As my friend Ted DuPuis said so eloquently, "If you don't feel beat up after some instrument training, I think the instructor isn't working you hard enough." I decided it was time to get some approaches in so I could increase my comfort factor prior to our Charleston trip. With a plan in place and Mike B (CFII) on board we were soon climbing out for some radar vector role play, climbs and descents and tracking. We headed south towards Dover Delaware and after multiple climbs and descents while turning me in circles I finally pointed 08Romeo to Summit Airport, KEVY and the RNAV GPS 35 approach. Direct WENDS with a planned parallel entry to the procedure turn (PT), I was thinking miles ahead of the plane, Mike's comment.

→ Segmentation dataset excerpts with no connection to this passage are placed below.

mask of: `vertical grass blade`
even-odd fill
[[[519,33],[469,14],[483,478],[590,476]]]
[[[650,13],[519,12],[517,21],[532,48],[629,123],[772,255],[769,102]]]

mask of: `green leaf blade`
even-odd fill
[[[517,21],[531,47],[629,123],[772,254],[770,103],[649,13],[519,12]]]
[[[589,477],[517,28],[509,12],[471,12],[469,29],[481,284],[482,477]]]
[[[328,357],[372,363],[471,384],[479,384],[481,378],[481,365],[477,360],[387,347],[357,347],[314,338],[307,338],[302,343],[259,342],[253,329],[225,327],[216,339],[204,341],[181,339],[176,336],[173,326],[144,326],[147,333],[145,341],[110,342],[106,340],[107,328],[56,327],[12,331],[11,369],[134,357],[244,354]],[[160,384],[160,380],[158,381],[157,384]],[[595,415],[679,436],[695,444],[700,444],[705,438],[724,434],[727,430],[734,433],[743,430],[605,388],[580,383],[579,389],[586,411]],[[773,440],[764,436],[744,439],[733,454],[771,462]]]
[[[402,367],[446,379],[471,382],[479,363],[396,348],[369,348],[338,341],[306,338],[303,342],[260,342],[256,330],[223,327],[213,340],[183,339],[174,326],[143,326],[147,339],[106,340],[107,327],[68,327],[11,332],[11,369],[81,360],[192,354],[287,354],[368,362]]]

I crossed WENDS and turned outbound on a 175* heading, correcting for the wind. Outbound for 4 miles then a right turn back to a heading of 035* to intercept the 355* inbound heading. I flew a tight PT a followed with a really nice approach. Mike suggested flying the approach normal speeds configuring for 90 knots within three miles of the final approach fix (FAF) and adding flaps when the landing is assured.
The speed change was different from my training but it felt much better then the slow motion flight for such a long time, besides, most airports with jet traffic want you to keep your speed up. This first round ended in a low pass followed by going missed. I climbed out to EPKAW for a lap in the hold then shot the RNAV GPS 17 approach back into Summit. Another low pass followed by a missed.
We headed back to Wilmington, KILG and I set up for the ILS RWY 1. My first round on the ILS went very well. I held the needles in the bubble and ended the first round into Wilmington by going missed. I headed back south parallel with the final approach into KILG for a final round on the ILS. I road the rails down to around 500 feet and a mile from final when I blew left of the localizer by three dots. I was closing on the Missed Approach Point and really did a poor job of correcting, I went missed. The second ILS did have a tailwind of 11 knots but that was no excuse, I let it get away.
I entered the right down wind for one nine, number two to land behind a jet doing pattern work. 1.4 simulated instrument, 4 approaches, holds, procedure turns and tracking.